I’ve been coding for the better part of the last 9 years, 8 of them professionally. I’ve seen a lot of posts here about people who have started coding, but are confused on how to get started with actual paid projects, and I thought I’d share some insight into my process.
Make sure you have strong programming basics. Language/framework doesn’t matter. Whatever follows this particular point doesn’t matter unless you’re at a stage where you’re relatively language agnostic i.e. you can look at a new language and understand most of its syntax without difficulty. Of course there are exceptions to this rule with specialized languages like Elixir and such, but most of the time, all programming languages share the same paradigms.
Data structures and algorithms are VERY important for landing those 5/6 figure jobs, but not necessary to start with small projects - paid or otherwise. I would suggest that you continue your learning with DSA alongside doing small projects. 1-2 hours of consistent practice everyday will get you where you want to be. Do not underestimate the power of compounding your knowledge with consistency.
Assuming you have strong basics, and some knowledge of DSA, start doing projects! With all the information out there on the Internet, it is VERY easy to get stuck in something called “tutorial purgatory”. Yes, it is important to have an in-depth knowledge of the field you’re working in, but tutorials will only get you so far. The experience that you get from working on actual projects will exponentially increase your capabilities as a programmer. Personally, I spend an hour a day on project tutorials, an hour a day on DSA, and the rest of my day on actual work.
Building on the above point, let’s say you’re tasked with working on something you’ve never done before. Your first approach may be to spend some time on lengthy courses, and ignore an opportunity you see before you. I don’t blame you - that’s what seems to be the most logical, right? Let me present you with an alternate route. Let’s assume you have a strong foundation and you’re somewhat language agnostic. Leverage these qualities!
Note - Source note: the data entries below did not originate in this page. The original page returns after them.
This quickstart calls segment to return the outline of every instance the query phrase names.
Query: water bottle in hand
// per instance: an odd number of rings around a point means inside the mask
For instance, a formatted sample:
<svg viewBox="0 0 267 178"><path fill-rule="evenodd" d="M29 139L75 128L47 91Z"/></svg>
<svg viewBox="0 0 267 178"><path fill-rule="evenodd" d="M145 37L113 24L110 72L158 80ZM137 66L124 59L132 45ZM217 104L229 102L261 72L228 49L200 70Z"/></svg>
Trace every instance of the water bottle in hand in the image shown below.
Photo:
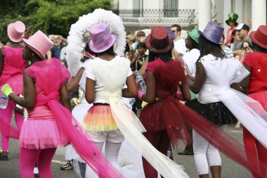
<svg viewBox="0 0 267 178"><path fill-rule="evenodd" d="M2 94L2 96L1 96L0 99L0 108L1 109L6 109L8 106L8 98L6 97L4 94Z"/></svg>
<svg viewBox="0 0 267 178"><path fill-rule="evenodd" d="M136 74L136 84L138 84L138 88L139 88L140 91L145 93L145 91L146 91L145 82L142 75L140 75L140 73Z"/></svg>

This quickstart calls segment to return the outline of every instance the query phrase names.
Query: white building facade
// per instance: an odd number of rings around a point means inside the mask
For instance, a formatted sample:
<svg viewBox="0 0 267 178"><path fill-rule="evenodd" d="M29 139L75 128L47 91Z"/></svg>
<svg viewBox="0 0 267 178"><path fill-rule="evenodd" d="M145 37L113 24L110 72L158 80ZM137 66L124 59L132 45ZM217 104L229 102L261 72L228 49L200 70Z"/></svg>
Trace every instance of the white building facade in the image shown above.
<svg viewBox="0 0 267 178"><path fill-rule="evenodd" d="M211 20L227 31L225 22L230 12L238 14L239 23L248 24L252 18L253 30L266 25L266 0L119 0L119 14L131 32L173 24L203 30Z"/></svg>

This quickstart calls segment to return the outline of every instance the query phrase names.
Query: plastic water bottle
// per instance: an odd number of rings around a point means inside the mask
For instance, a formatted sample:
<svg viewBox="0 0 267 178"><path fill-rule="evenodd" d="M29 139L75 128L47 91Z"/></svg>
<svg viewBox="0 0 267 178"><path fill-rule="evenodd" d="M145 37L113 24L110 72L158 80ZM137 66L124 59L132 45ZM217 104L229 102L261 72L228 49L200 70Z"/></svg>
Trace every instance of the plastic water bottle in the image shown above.
<svg viewBox="0 0 267 178"><path fill-rule="evenodd" d="M0 108L1 109L6 109L8 106L8 98L6 97L4 94L2 94L2 96L1 96L0 99Z"/></svg>
<svg viewBox="0 0 267 178"><path fill-rule="evenodd" d="M145 91L146 91L145 82L142 75L140 75L140 73L136 74L136 84L138 84L140 91L145 93Z"/></svg>

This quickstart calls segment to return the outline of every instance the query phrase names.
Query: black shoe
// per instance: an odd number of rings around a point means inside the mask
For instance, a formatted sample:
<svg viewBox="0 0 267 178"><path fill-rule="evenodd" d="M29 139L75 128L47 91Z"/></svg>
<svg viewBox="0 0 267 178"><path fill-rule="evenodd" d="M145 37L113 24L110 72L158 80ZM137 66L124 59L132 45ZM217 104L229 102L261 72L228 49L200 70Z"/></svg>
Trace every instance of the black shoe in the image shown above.
<svg viewBox="0 0 267 178"><path fill-rule="evenodd" d="M193 149L188 149L185 148L185 149L184 149L183 151L178 152L178 155L194 155L194 151L193 151Z"/></svg>
<svg viewBox="0 0 267 178"><path fill-rule="evenodd" d="M8 160L8 155L0 155L0 160Z"/></svg>
<svg viewBox="0 0 267 178"><path fill-rule="evenodd" d="M72 161L68 161L65 165L60 167L60 170L73 170Z"/></svg>

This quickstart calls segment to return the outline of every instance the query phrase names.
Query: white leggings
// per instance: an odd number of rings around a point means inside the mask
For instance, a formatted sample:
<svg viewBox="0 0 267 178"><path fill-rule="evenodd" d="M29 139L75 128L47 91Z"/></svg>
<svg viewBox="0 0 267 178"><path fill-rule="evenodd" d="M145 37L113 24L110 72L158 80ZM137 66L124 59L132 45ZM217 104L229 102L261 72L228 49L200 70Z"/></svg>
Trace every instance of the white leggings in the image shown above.
<svg viewBox="0 0 267 178"><path fill-rule="evenodd" d="M96 146L102 151L104 142L96 143ZM105 155L108 161L110 162L118 171L121 172L122 167L118 164L118 154L121 148L122 143L112 143L106 141L105 145ZM86 178L98 178L98 175L86 165L85 173Z"/></svg>
<svg viewBox="0 0 267 178"><path fill-rule="evenodd" d="M226 129L227 125L221 128ZM221 165L221 156L215 148L194 129L193 130L195 163L199 175L209 174L209 166Z"/></svg>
Instead of spending the majority of your time learning and not applying, take out an hour and a half to watch a crash course (Traversy Media on YouTube is BRILLIANT for this) and start working! Solve problems as you come across them. When you’re stuck, Google the issue, look for answers on StackOverflow and UNDERSTAND the problem. With every issue you come across, you’ll spend a maximum of 5-10 minutes on them - but understand what’s happening here. Not only are you learning something new, you are completing projects with that new knowledge! Two birds, one stone.
Let me share some real life examples of me personally applying the advice I’ve shared above.
I do a lot of freelance work on sites like Upwork and Fiverr. When I’m looking for projects, I search for high budget projects with low bids, that require me to do something I’ve never done before. Most people applying to projects on such sites will do so by copy/pasting an existing cover letter. What I do instead is research on what the client wants. I’ll take an average of 3 days to write up a detailed proposal, highlighting intricately EXACTLY what I plan to deliver. Then I’ll set a timeline double that of what it would take me to complete the project. For example, if I’d need one month to code, I would state 2 months in my proposal. I account in the timeline the amount of time it would take me to learn this new tech stack, and deliver a product. At the end of the project, I will have made a good amount of money, AND have added another skillset under my belt. Of course, and this goes without saying, while doing my research I do make sure that this new tech stack I’m working on is something I can actually learn in a reasonable timeline - I don’t take on projects like game development which I KNOW I can’t tackle in a month or so.
I really hope this helps all you struggling devs out there!